AI-based Automatic Segmentation of Prostate on Multi-modality Images: A Review
Jin, Rui, Li, Derun, Xiang, Dehui, Zhang, Lei, Zhou, Hailing, Shi, Fei, Zhu, Weifang, Cai, Jing, Peng, Tao, Chen, Xinjian
Prostate cancer represents a major threat to health. Early detection is vital in reducing the mortality rate among prostate cancer patients. One approach involves using multi-modality (CT, MRI, US, etc.) computer-aided diagnosis (CAD) systems for the prostate region. However, prostate segmentation is challenging due to imperfections in the images and the prostate's complex tissue structure. The advent of precision medicine and a significant increase in clinical capacity have spurred the need for various data-driven tasks in the field of medical imaging. Recently, numerous machine learning and data mining tools have been integrated into various medical areas, including image segmentation. This article proposes a new classification method that differentiates supervision types, either in number or kind, during the training phase.

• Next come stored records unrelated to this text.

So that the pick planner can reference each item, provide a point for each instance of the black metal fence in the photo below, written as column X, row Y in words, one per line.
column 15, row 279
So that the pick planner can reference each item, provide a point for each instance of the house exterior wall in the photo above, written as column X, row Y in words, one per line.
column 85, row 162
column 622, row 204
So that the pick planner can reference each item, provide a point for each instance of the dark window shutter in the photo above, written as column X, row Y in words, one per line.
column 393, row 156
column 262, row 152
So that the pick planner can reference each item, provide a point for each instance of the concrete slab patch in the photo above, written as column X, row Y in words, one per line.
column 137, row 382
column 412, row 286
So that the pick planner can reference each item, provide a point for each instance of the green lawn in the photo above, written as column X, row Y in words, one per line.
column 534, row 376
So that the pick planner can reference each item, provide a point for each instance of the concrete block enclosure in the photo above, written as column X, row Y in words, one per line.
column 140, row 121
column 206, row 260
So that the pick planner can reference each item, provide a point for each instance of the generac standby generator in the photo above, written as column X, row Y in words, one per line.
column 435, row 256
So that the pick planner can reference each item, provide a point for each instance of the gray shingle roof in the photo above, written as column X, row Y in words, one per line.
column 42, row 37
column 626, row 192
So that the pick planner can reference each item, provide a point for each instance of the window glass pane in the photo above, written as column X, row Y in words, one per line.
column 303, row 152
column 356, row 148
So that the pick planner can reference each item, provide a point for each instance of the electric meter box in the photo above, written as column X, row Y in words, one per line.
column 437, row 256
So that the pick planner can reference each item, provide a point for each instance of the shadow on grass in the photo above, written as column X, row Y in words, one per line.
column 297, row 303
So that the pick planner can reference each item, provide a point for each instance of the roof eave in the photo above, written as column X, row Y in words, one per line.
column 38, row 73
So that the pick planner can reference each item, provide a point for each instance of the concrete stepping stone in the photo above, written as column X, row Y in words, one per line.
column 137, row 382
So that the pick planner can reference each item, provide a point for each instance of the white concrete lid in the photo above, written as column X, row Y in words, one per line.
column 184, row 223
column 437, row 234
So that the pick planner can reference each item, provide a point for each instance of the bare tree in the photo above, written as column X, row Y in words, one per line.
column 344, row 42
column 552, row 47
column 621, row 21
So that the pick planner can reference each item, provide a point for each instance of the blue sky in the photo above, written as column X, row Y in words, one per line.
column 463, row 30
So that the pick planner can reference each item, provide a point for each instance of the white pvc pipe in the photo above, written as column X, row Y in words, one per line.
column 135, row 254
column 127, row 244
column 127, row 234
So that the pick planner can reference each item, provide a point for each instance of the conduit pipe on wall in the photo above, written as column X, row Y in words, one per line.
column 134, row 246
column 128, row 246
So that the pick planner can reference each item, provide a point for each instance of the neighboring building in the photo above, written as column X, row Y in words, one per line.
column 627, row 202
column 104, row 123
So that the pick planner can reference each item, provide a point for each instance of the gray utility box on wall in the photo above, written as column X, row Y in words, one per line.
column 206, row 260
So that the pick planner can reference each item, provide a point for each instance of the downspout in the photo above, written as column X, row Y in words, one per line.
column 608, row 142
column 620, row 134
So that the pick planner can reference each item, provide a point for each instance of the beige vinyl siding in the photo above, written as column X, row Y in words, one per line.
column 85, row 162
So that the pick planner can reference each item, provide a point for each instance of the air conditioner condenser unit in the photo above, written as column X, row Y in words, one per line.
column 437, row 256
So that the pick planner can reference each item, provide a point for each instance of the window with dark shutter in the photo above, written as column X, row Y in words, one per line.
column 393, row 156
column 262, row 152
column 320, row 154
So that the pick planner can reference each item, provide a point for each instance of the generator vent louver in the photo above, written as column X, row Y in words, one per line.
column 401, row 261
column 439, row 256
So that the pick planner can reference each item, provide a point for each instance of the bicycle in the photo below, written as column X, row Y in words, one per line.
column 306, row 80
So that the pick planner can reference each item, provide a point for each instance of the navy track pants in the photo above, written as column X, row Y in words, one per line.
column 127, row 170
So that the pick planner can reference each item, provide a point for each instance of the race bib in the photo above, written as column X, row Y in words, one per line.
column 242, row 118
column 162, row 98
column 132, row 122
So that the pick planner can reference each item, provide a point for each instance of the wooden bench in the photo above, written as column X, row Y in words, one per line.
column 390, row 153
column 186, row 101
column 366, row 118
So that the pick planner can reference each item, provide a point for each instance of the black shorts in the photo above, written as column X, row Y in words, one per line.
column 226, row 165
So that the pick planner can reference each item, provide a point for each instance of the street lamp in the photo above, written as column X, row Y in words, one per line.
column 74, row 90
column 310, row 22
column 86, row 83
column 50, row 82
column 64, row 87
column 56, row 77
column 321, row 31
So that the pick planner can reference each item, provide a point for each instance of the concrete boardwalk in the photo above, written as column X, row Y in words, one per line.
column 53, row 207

Subsequently, we conducted a survey on artificial intelligence (AI)-based automatic prostate segmentation methods, examining the advantages and limitations of each. Additionally, we introduce variants of evaluation metrics for the verification and performance assessment of the segmentation method and summarize the current challenges. Finally, future research directions and development trends are discussed, reflecting the outcomes of our literature survey, suggesting high-precision detection and treatment of prostate cancer as a promising avenue.